А вот вещь более коварная и проникновенная, чем сходство: в иных случаях Фотографии удается выявить то, что не воспринимается в реальном (или отраженном в зеркале) лице: некую родовую черту, частицу самого себя или родственника по восходящей линии. На одном фото у меня «физиономия» как у сестры моего отца. Фотография дает немного истины при условии расчленения тела на части. Она, впрочем, является не истиной индивида, которая остается несводимой, но истиной породы. Иногда я в этом отношении ошибаюсь или испытываю сомнения: на медальоне представлены молодая женщина по пояс и ребенок; конечно, это я и моя мать, но нет… это ее мать со своим сыном (моим дядей). Я определяю это не столько по одежде (на этом «облагороженном» фото одежда почти не видна), сколько по структуре лица: между лицом моей бабушки и лицом мамы разрыв (incidence), зигзаг, связанный с мужем одной и отцом другой, который переделал лицо, и так это продолжалось до моего рождения на свет (младенец, что может быть более нейтральным?) То же относится к фото моего отца в детстве; оно ничуть не похоже на его снимки, сделанные во взрослом возрасте, но некоторые части, отдельные семейные черты связывают это лицо с лицом бабушки и моим собственным, связывают в некотором смысле поверх него. Фотография способна на открытия (в химическом смысле слова), но то, что она раскрывает — это устойчивость родовых признаков.


Родовой корень.

Фотография из коллекции автора


После смерти принца де Полиньяка, сына министра короля Карла X, Пруст заметил, что «лицо его осталось лицом его породы, предшествующим его индивидуальной душе». Фото подобно старости: даже будучи пышущей здоровьем, она лишает лицо мясистости, делая явной его генетическую сущность. Пруст (опять он) говорит о Шарле Хаасе (прототипе Сванна), что у него был небольшой нос без горбинки, но что старость как бы выдубила его кожу, сделав нос типично еврейским.

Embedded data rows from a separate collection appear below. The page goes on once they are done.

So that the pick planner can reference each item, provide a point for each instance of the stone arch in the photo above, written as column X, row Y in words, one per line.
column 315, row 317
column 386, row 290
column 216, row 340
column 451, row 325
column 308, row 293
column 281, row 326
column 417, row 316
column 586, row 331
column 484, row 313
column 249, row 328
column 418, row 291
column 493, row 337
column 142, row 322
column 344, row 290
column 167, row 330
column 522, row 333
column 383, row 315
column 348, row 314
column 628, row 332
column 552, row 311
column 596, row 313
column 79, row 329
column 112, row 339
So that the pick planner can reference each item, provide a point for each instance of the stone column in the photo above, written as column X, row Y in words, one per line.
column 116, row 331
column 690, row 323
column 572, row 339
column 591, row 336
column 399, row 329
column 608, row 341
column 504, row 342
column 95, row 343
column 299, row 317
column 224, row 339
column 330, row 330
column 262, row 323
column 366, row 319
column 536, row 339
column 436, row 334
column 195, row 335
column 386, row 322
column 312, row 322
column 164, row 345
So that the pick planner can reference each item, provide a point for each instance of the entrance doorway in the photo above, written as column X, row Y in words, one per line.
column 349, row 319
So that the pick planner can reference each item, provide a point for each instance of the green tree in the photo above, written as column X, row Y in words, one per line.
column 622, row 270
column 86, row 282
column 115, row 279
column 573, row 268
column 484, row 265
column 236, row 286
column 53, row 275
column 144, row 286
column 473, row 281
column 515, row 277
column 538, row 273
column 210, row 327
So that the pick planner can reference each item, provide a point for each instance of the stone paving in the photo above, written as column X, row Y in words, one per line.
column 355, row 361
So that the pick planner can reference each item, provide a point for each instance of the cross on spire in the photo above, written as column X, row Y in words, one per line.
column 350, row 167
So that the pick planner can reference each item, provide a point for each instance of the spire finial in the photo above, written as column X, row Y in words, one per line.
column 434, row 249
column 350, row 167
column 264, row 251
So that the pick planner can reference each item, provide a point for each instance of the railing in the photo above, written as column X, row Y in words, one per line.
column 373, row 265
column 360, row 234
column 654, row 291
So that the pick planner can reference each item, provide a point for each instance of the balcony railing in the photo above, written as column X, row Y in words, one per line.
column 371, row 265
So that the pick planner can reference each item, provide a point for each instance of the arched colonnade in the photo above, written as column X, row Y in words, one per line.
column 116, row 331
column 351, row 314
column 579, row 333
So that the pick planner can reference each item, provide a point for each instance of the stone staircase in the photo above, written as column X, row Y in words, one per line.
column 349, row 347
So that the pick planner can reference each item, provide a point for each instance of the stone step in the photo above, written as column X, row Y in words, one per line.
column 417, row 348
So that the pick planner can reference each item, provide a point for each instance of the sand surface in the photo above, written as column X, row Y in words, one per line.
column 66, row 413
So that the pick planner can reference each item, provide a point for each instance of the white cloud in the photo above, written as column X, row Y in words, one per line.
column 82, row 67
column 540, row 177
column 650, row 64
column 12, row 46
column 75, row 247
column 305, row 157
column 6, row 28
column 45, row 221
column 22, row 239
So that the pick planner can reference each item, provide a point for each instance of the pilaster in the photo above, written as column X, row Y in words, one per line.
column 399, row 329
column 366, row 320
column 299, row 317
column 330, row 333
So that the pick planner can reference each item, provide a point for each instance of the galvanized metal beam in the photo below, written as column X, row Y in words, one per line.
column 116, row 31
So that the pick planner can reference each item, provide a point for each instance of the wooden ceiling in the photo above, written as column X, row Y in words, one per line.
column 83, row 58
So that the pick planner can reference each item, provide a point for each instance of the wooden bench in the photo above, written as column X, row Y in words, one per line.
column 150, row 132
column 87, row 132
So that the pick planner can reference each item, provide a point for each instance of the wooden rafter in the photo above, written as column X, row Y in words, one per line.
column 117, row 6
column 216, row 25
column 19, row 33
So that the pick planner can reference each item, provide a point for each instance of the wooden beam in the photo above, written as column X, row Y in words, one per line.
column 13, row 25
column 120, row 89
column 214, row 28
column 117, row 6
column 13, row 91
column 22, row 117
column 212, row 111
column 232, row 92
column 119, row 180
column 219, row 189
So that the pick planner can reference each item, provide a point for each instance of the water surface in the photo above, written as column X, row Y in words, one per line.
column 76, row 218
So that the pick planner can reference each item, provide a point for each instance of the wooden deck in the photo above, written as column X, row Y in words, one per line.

Порода снабжает более сильной и плодотворной идентичностью, нежели идентичность гражданская — а также более ободряющей, ибо мысль о происхождении успокаивает нас, в то время как мысль о будущем приводит в волнение, вызывает тоскливое чувство. Это открытие, однако, вводит нас в заблуждение, потому что одновременно с утверждением постоянства (являющегося истиной рода, а не моей личной истиной) оно сводит на нет мистическое различие существ, принадлежащих к одной семье: какое отношение имеет мама к своему грозному, монументальному, похожему на Гюго деду, воплощению нечеловеческой дистанции, связанной с Родом?